What it looks like: Systemic implementation fosters schoolwide conditions that promote social and emotional growth for all students, including opportunities to build trusting relationships, welcoming learning environments, consistent routines, engaging teaching strategies,  culturally-relevant practices and authentic family and community partnerships.

  • SEL is a way to uplift student voice and promote agency and civic engagement. The goal of SEL is to build skills and competencies that help students successfully navigate and meaningfully contribute to their schools, careers, families, relationships, and multicultural communities. This occurs when SEL goes beyond behavior management and positions young people “as experts in understanding and fashioning a world that is more just and equitable” (Jagers, 2016, p. 3).

What it looks like: All students have developmentally-appropriate opportunities to engage in discussions with each other, raise problems and identify solutions in their schools and communities, productively challenge the inequities that they see, have a voice in how the classroom and school operate, and take on authentic leadership roles.

  • SEL supports adults to strengthen practices that promote equity.  SEL also offers a way for adults to examine how their own social and emotional competencies and the policies and practices that they put in place may impact equity, and acknowledge and address the larger impact that systemic and individual bias, racism or oppression may have on the lives of their students.

What it looks like: Adults reflect on their own identities, assets and biases, and engage in culturally-relevant practices and conversations around equity.

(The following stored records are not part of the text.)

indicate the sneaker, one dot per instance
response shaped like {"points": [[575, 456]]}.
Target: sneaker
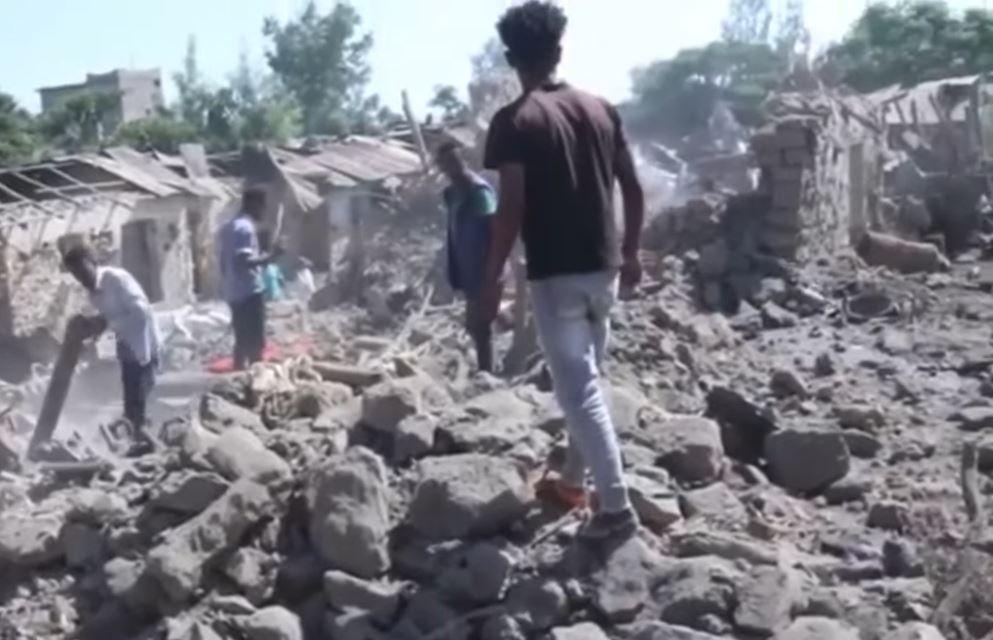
{"points": [[554, 491], [605, 525]]}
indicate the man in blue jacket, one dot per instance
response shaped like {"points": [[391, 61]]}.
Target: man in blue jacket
{"points": [[471, 203]]}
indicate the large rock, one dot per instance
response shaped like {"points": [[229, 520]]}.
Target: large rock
{"points": [[349, 512], [582, 631], [715, 504], [188, 492], [807, 461], [272, 623], [239, 454], [815, 628], [345, 592], [690, 449], [477, 575], [744, 425], [385, 404], [468, 494], [178, 563], [695, 590], [665, 631], [767, 600], [218, 415], [30, 540], [915, 631]]}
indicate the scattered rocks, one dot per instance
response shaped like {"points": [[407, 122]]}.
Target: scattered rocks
{"points": [[349, 513], [468, 494], [691, 449], [239, 453], [807, 461]]}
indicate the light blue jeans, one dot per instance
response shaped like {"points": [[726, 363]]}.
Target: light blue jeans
{"points": [[572, 315]]}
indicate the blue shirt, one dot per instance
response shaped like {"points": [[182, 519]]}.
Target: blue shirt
{"points": [[240, 240], [469, 209]]}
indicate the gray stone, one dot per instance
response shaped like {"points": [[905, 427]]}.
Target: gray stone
{"points": [[690, 448], [861, 417], [694, 590], [848, 489], [387, 403], [915, 631], [468, 494], [178, 563], [502, 627], [889, 515], [413, 438], [30, 540], [254, 572], [807, 461], [785, 383], [541, 603], [218, 415], [349, 512], [813, 628], [974, 418], [344, 592], [862, 445], [239, 454], [776, 317], [621, 585], [665, 631], [273, 623], [188, 492], [84, 547], [476, 575], [655, 502], [767, 600], [582, 631], [716, 504]]}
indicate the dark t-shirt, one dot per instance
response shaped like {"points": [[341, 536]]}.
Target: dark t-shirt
{"points": [[569, 142]]}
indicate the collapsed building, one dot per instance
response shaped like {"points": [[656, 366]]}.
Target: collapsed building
{"points": [[158, 215]]}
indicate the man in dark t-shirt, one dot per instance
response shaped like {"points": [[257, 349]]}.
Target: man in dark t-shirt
{"points": [[559, 152]]}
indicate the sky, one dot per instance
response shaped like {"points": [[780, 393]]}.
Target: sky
{"points": [[419, 44]]}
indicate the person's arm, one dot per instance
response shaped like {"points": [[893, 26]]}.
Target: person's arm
{"points": [[505, 225]]}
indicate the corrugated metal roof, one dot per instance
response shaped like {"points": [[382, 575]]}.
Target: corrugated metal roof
{"points": [[899, 104]]}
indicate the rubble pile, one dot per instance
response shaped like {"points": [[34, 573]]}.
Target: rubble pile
{"points": [[796, 475]]}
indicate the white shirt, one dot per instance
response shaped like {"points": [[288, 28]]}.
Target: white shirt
{"points": [[123, 304]]}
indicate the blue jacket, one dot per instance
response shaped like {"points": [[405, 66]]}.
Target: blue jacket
{"points": [[470, 208]]}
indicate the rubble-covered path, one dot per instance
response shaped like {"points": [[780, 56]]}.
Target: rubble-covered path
{"points": [[814, 467]]}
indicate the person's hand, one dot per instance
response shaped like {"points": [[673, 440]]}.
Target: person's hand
{"points": [[631, 271], [489, 301]]}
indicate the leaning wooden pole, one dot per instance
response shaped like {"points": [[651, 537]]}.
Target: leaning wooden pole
{"points": [[58, 386]]}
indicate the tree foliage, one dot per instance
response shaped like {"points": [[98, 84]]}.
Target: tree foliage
{"points": [[446, 100], [911, 42], [82, 121], [18, 138], [160, 133], [322, 62]]}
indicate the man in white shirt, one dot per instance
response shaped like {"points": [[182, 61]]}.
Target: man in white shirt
{"points": [[124, 308]]}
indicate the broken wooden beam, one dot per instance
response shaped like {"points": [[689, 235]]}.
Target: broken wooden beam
{"points": [[348, 374]]}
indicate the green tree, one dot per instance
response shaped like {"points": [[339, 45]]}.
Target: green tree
{"points": [[446, 99], [18, 139], [748, 21], [82, 121], [322, 62], [160, 133], [676, 97], [912, 42]]}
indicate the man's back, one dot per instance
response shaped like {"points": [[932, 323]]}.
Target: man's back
{"points": [[568, 142]]}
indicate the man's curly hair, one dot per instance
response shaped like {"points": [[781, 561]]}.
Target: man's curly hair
{"points": [[532, 33]]}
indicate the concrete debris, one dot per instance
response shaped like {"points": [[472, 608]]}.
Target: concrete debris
{"points": [[791, 424]]}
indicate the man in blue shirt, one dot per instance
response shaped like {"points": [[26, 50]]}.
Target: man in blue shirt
{"points": [[471, 203], [241, 271]]}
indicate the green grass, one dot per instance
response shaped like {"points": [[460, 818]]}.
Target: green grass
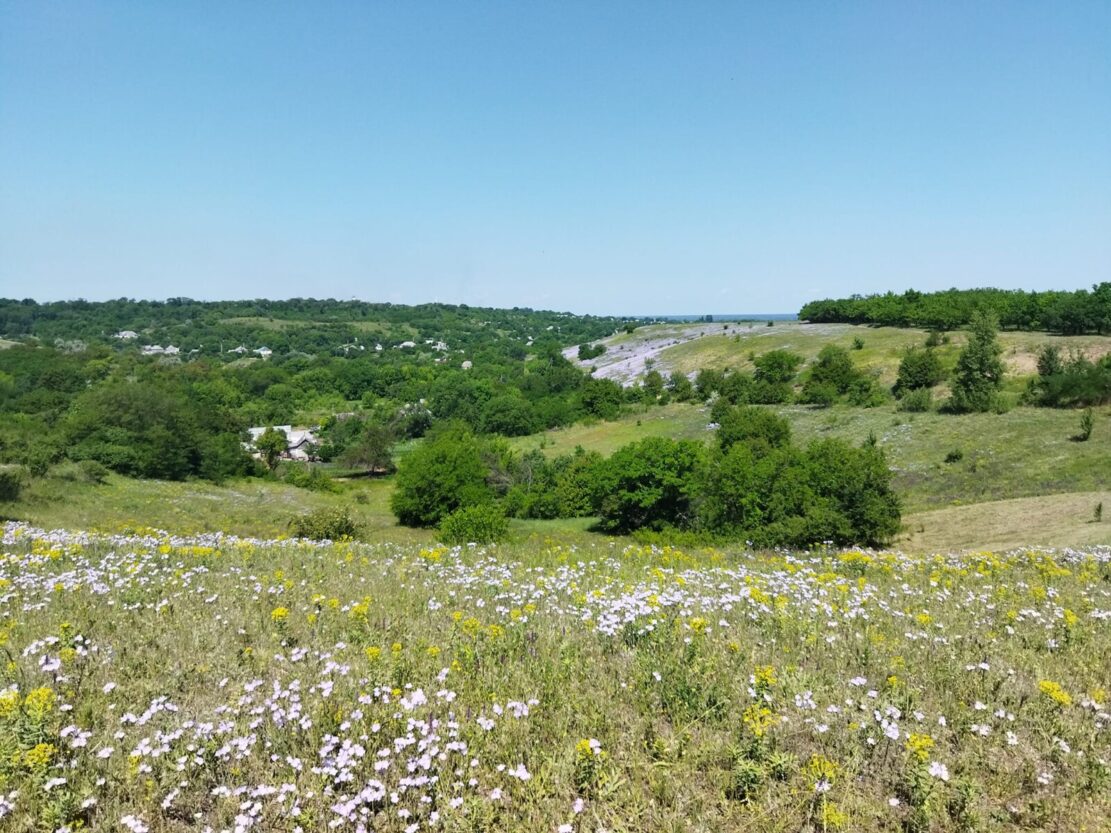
{"points": [[253, 508], [1048, 520], [883, 348], [1021, 453]]}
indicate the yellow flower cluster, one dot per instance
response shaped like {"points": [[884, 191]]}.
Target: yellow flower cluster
{"points": [[759, 719], [919, 745], [1054, 692]]}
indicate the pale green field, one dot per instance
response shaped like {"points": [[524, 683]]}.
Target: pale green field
{"points": [[883, 347], [1021, 453], [1024, 453]]}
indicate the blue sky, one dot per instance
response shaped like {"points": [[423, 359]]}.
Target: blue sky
{"points": [[598, 157]]}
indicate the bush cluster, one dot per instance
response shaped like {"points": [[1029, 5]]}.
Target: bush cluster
{"points": [[326, 524], [752, 485]]}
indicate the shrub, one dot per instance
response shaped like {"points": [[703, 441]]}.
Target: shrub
{"points": [[918, 369], [917, 401], [484, 523], [1087, 423], [86, 471], [777, 365], [10, 485], [979, 369], [308, 477], [650, 484], [326, 524], [758, 429], [442, 474]]}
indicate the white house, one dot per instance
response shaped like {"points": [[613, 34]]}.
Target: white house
{"points": [[300, 442]]}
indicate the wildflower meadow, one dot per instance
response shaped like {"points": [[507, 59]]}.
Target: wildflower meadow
{"points": [[158, 683]]}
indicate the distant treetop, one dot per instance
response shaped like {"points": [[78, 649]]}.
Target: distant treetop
{"points": [[1070, 313]]}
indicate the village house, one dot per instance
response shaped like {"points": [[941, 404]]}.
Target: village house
{"points": [[300, 442]]}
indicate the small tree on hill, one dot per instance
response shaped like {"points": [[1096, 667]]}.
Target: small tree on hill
{"points": [[439, 477], [979, 370], [920, 368], [272, 444], [10, 483], [649, 484]]}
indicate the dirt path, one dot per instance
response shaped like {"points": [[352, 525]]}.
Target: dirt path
{"points": [[627, 355]]}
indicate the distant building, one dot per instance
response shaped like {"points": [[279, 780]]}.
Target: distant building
{"points": [[300, 442]]}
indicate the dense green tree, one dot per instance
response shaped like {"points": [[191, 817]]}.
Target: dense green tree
{"points": [[153, 429], [372, 451], [979, 371], [919, 368], [680, 387], [10, 484], [759, 429], [440, 475], [777, 367], [649, 484], [271, 444]]}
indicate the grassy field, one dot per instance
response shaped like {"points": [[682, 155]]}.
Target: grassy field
{"points": [[710, 345], [1024, 452], [172, 684], [253, 508], [1049, 520]]}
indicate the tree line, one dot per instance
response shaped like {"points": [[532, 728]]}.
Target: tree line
{"points": [[752, 484], [1070, 313]]}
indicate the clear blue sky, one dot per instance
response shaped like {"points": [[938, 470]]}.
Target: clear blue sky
{"points": [[599, 157]]}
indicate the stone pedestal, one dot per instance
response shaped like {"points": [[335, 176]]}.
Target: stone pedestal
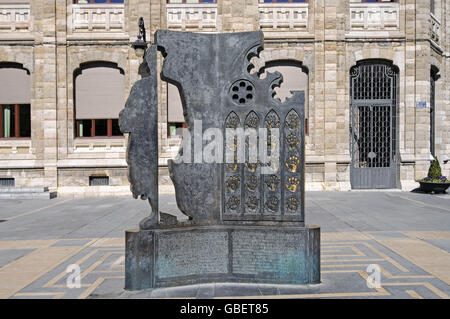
{"points": [[205, 254]]}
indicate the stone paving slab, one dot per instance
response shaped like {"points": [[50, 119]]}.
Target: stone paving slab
{"points": [[406, 234]]}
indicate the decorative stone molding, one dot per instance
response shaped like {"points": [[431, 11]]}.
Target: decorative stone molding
{"points": [[374, 16], [99, 145], [283, 16], [435, 29], [98, 17], [14, 17], [191, 16]]}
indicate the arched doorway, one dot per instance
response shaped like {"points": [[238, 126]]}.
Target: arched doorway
{"points": [[374, 111]]}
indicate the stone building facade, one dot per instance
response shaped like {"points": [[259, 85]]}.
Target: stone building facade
{"points": [[54, 41]]}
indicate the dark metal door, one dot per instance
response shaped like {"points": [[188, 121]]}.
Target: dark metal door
{"points": [[373, 126]]}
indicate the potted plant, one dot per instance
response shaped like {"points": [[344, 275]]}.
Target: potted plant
{"points": [[434, 182]]}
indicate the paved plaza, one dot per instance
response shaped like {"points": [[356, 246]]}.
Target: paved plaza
{"points": [[406, 234]]}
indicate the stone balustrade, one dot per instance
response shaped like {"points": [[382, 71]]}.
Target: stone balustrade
{"points": [[191, 16], [374, 16], [98, 17], [435, 29], [281, 16], [15, 17]]}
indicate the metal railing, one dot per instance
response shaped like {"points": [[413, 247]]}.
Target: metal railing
{"points": [[435, 28], [184, 16], [275, 16], [15, 17], [98, 17]]}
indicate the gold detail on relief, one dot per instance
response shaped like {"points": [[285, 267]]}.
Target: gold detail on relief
{"points": [[272, 204], [272, 121], [252, 183], [252, 122], [272, 182], [292, 142], [251, 166], [233, 203], [292, 204], [292, 121], [233, 121], [293, 163], [292, 184], [232, 166], [233, 183], [252, 203]]}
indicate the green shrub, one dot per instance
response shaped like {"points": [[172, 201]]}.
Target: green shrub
{"points": [[435, 169]]}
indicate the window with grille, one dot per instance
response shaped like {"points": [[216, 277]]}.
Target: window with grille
{"points": [[7, 182], [98, 180]]}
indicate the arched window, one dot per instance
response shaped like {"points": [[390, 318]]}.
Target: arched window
{"points": [[15, 96], [99, 97], [295, 78]]}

School teams examine disaggregated data, analyze root causes of disparities, and engage various stakeholders to co-develop policies and practices that support equity.

  • Schools must engage students, families, and communities as authentic partners in social and emotional development. The relationships between school staff, students, families, and communities are at the core of systemic SEL. In order for SEL to affirm the assets of children from diverse backgrounds, schools need to understand the cultures, lived experiences, and values of families and communities, and all students need to feel ownership over their own social and emotional development.

What it looks like: Students, families and community partners are active partners in the planning and implementation of schoolwide SEL and are represented on the SEL team. All students, families, and community partners have frequent opportunities to share their perspectives and feedback.

In the CASEL Guide to Schoolwide SEL, equity is not a separate focus area, but woven throughout the approach to implementation. As you engage in schoolwide SEL, we encourage you to continuously center this work around equity and leverage SEL to create school communities where all students can use their talents and interests to realize their fullest potential.